What are you trying to say with your music?
Probably the biggest message I try to relate is the humanity of various people. I try to bring people together through my music. That’s a recurring theme. [Newly recorded song “I Am You”] is a conversation between an Arabic speaker and an English speaker and they say the same thing over and over to each other until they have some sort of sacred connection to one another. That theme comes back over and over again to try and make people see how close they are to one another.
Is music especially suited to trying to bring people together?
I use music as it comes naturally to me. But I think that music and words have a marriage. In a powerful melody it can bypass some of the prejudices and go straight to a person’s heart. It’s harder to argue with a song.
Was country music a conscious choice of genre?
Not initially. A lot of the music sounded country because I like country music. Then it changed as I worked with some different people and now it’s a hybrid. It changes more naturally, I’m trying to get to the point where there’s not a genre, just whatever the song calls for.
Is it hard being a Muslim country singer in America?
I don’t think so because my audience is diverse. My mother’s friend, Martha from Mississippi loves country music, and I mean loves, and she loves my music. All my mother’s friends, who grew up listening to country music, love my music too.
Conversely, is it hard to deliver your message to Muslims in such a distinct style of music?
Folks over here listen to western music. I think that the music I do is more pop/country, anyway. There’s a country vocal styling but I think if you sing Arabic it kinda sounds like that sometimes – a deep, sort of soulful sound of music.
Do you worry about alienating people on either side?
I don’t think so. I think my music is meant to bring people together. The only reason I recorded the song “I Am You” is because we did a show (originally only intending to play it live) and people just reacted so strongly to it that I knew we had to record it for people to have. A lot of times all you’re doing is reminding people of something that is already in them, they know things, they just need reminding.

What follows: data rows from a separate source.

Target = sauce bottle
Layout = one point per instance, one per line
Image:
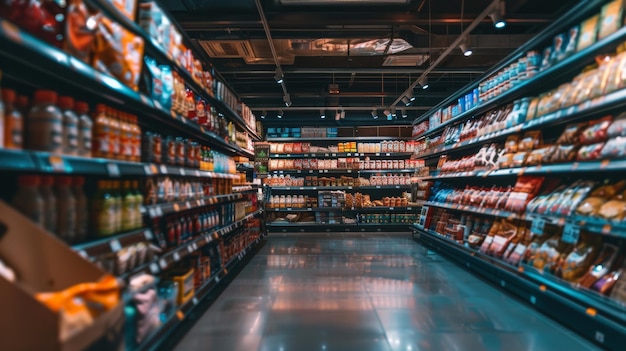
(70, 126)
(128, 207)
(82, 213)
(66, 209)
(101, 133)
(85, 129)
(28, 200)
(13, 121)
(115, 134)
(50, 203)
(138, 201)
(103, 210)
(44, 130)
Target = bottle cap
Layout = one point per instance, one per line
(45, 96)
(66, 102)
(8, 95)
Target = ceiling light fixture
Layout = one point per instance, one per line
(424, 83)
(497, 15)
(280, 78)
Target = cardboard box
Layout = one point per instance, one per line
(42, 263)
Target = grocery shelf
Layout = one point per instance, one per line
(113, 243)
(166, 260)
(155, 50)
(164, 209)
(589, 316)
(328, 140)
(552, 75)
(313, 188)
(157, 337)
(340, 209)
(60, 67)
(590, 224)
(343, 154)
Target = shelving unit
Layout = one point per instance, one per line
(29, 63)
(590, 313)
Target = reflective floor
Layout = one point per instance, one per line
(323, 292)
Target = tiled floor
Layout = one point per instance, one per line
(335, 292)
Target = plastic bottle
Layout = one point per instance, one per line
(28, 200)
(103, 210)
(44, 130)
(85, 129)
(128, 207)
(13, 121)
(70, 126)
(50, 203)
(115, 134)
(82, 212)
(138, 201)
(66, 209)
(101, 133)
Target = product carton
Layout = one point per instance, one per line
(43, 263)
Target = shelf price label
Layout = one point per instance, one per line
(537, 225)
(571, 232)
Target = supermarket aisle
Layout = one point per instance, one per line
(367, 293)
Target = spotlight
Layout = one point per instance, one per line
(465, 48)
(410, 96)
(424, 83)
(497, 15)
(279, 76)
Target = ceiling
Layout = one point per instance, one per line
(372, 50)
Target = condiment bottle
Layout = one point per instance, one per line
(70, 126)
(28, 199)
(85, 129)
(82, 213)
(115, 134)
(128, 207)
(138, 202)
(44, 130)
(50, 203)
(101, 133)
(66, 209)
(13, 121)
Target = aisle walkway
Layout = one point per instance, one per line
(367, 293)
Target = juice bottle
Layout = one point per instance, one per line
(28, 199)
(128, 207)
(103, 210)
(126, 138)
(85, 129)
(101, 133)
(44, 130)
(13, 121)
(138, 201)
(50, 203)
(70, 126)
(115, 134)
(82, 213)
(66, 209)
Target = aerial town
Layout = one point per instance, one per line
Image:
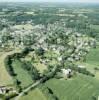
(49, 51)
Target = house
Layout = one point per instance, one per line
(66, 72)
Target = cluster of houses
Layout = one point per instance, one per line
(6, 90)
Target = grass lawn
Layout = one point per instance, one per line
(34, 95)
(80, 87)
(96, 27)
(22, 75)
(5, 78)
(93, 57)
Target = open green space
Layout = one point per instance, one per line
(22, 75)
(79, 88)
(35, 94)
(93, 56)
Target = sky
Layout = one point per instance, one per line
(49, 1)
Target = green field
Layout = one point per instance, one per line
(93, 57)
(22, 75)
(34, 95)
(79, 88)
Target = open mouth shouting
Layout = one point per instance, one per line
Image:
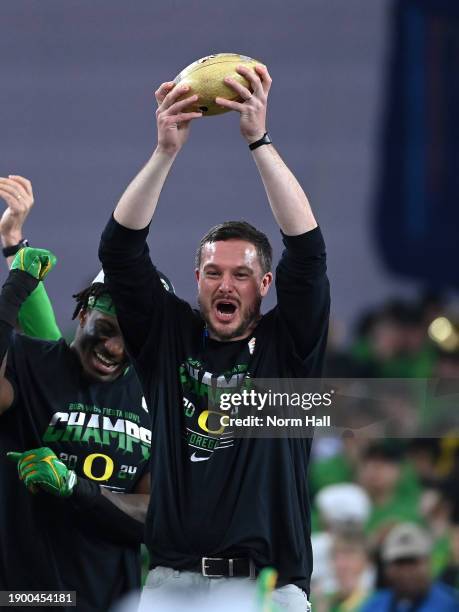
(104, 364)
(225, 310)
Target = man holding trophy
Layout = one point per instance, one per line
(221, 508)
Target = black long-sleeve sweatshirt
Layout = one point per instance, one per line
(211, 494)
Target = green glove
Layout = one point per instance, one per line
(37, 262)
(41, 469)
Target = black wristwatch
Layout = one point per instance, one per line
(12, 250)
(265, 139)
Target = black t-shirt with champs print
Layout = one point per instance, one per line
(100, 430)
(225, 497)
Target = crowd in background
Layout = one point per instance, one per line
(385, 518)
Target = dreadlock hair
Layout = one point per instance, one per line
(95, 290)
(239, 230)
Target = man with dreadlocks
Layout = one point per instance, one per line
(73, 421)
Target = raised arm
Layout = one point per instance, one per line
(287, 199)
(132, 280)
(36, 316)
(28, 268)
(119, 517)
(301, 281)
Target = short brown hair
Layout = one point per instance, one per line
(239, 230)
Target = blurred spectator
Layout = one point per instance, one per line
(343, 505)
(450, 574)
(405, 554)
(353, 570)
(423, 454)
(436, 510)
(395, 342)
(340, 507)
(391, 486)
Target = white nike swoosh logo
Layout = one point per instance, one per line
(194, 458)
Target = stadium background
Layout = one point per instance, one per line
(77, 118)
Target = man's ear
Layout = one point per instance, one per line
(83, 316)
(266, 282)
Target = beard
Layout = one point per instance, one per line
(249, 316)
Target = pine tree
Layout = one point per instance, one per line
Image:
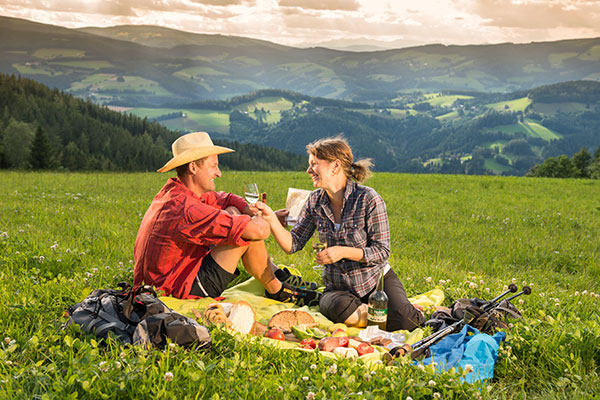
(41, 154)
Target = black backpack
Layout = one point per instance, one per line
(120, 313)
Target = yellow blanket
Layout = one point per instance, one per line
(252, 292)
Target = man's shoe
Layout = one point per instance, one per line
(290, 294)
(284, 275)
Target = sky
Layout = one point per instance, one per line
(391, 23)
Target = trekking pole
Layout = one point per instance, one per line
(418, 348)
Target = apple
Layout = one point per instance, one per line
(365, 348)
(275, 333)
(339, 333)
(308, 343)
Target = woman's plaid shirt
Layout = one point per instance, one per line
(364, 225)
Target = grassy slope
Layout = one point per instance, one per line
(464, 233)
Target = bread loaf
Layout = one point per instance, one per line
(241, 317)
(285, 319)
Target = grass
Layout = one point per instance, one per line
(62, 234)
(513, 105)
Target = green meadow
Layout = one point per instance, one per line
(63, 234)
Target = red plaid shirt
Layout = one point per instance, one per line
(364, 226)
(179, 230)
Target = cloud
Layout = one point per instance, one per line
(537, 14)
(342, 5)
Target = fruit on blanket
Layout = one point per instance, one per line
(308, 343)
(286, 319)
(302, 331)
(354, 343)
(346, 352)
(329, 343)
(364, 348)
(339, 333)
(275, 333)
(318, 333)
(332, 328)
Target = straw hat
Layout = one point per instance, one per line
(191, 147)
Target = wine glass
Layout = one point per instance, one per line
(251, 193)
(319, 244)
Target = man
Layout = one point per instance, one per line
(191, 237)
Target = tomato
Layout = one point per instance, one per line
(275, 333)
(308, 343)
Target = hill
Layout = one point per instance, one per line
(136, 66)
(444, 132)
(48, 129)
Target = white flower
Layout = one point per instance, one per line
(103, 366)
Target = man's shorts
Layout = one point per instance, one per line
(211, 280)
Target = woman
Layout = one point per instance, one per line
(354, 220)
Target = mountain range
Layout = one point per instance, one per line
(136, 65)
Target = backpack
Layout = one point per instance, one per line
(119, 312)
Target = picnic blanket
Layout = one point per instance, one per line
(252, 291)
(467, 347)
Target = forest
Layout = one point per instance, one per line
(43, 128)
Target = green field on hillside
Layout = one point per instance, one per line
(511, 105)
(63, 234)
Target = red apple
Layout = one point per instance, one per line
(364, 348)
(308, 343)
(275, 333)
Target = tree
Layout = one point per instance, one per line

What is your favorite line of poetry?
In an Arabic poem a man sees a beautiful woman and starts to describe her using metaphor. He said ‘a pearl fell from a mayflower and irrigated or moistened a rose.’ The pearl is her tear, the mayflower her eye and her cheek, the rose, and he just keeps going and going as he is overcome by the beauty of this woman. I remember I talked to my mom about that and she said, people don’t see people like that anymore. A lot of your ability to see beauty is contingent on the beauty that’s inside you.
What does the future hold for Kareem Salama?
A couple of years ago I partnered with an investment firm to build a label, initially around myself and then to take on other artists. So I would like to, even beyond my music, create a sort of creative center where artists feel comfortable bringing what they bring while finding a way to monetize that – but still make good music with authentic people who care about their message and care about their brand. So I want to be good on both sides – on the business side, but at the same time I want there to be authentic music.